More than 11,000 square metres of fish habitat are negatively affected by construction. That is due to channels being cut off from their downstream courses because culverts will become submerged, or new and extended culverts will be constructed, or the fact wholesale habitats will simply be displaced.
But this is all very temporary, say construction officials, because after the highway is completed fish habitat will have been expanded as much as threefold.
Work has already begun on one the most extensive realignments. That’s the Wolfe Drain, located where the end of existing Hwy. 401 meets the start of Parkway construction.
More than 2,400 metres of watercourse are being realigned slightly to the east to make way for the Parkway. Protecting fish habitat is central to diversion construction guidelines.
“At no time will water management measures result in a barrier to fish passage for more than three consecutive days,” Parkway Infrastructure Constructors spokeswoman Cindy Prince says.
First, two fish conservation ponds are being built. As well, intake screens will prevent fish entrainment in areas like pump intakes.
Meanwhile constructing the drain diversions take account of factors like the water’s velocity, the drain gradient, the flow capacity, and erosion and sediment control.
The new drains are constructed in the dry. Flow diversion will take place mainly through berms and channels but also by work staging and temporary bypass measures including pumping so water flow can be maintained at all times.
Diversions are usually constructed open channel and in numerous segments with side slopes, and with culverts where necessary to carry water under temporary road closures.
All water will flow as it had, westerly towards the Detroit River where the Parkway will also end.
The new diversions’ bottom surfaces will be armoured to prevent scour and sediment disruption. As well, “Realigned drains match the existing elevation to keep water flow consistent,” Prince said.
Preparing the new watercourse requires lining with non-eroding geotextile material.
This provides a stable surface for water running in the same direction. Rip rap stone is then placed on top.
Exposed slopes are covered with erosion control blankets. Some are sodded with native species previously harvested from the Parkway’s excavated route, held in place by inert wooden and live stakes.
Besides diversions, an example of where the project will significantly improve a watercourse is Turkey Creek.

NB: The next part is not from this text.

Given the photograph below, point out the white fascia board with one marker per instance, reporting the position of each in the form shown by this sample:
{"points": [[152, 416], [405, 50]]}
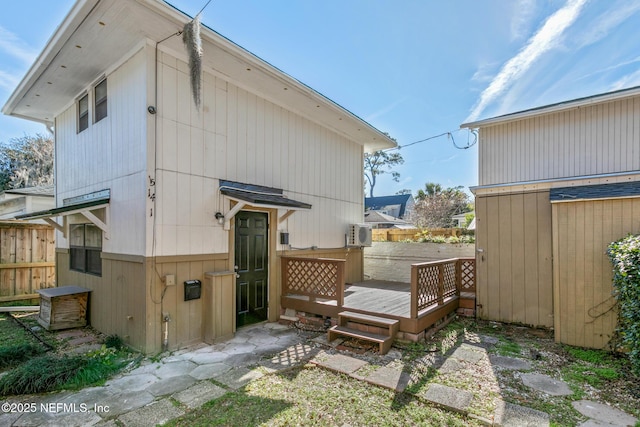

Years ago that part of the creek in urban Windsor had an artificial concrete bottom from where it linked to a wider trapezoidal cement flood control basin called the Grand Marais Drain, which the Parkway project will not alter.
Crews, however, are constructing a three box culvert to support the above roadway. (The City of Windsor is considering remaking Grand Marais Drain into a naturalized linear park.)
“What we plan to do is remove this concrete channel,” says Mark Ruthven, senior biologist for AMEC, an infrastructure and environmental design company contracted by Parkway construction management.
About 900 metres of concrete, about a third of a metre thick, will be broken up and removed, resulting in a natural stream which will “meander” from side to side within a wider flood plain, Ruthven said.
The improved watercourse will have alternating shallow and deeper areas and “provide habitat diversity so you can increase the value of that habitat to a variety of species of fish,” he said.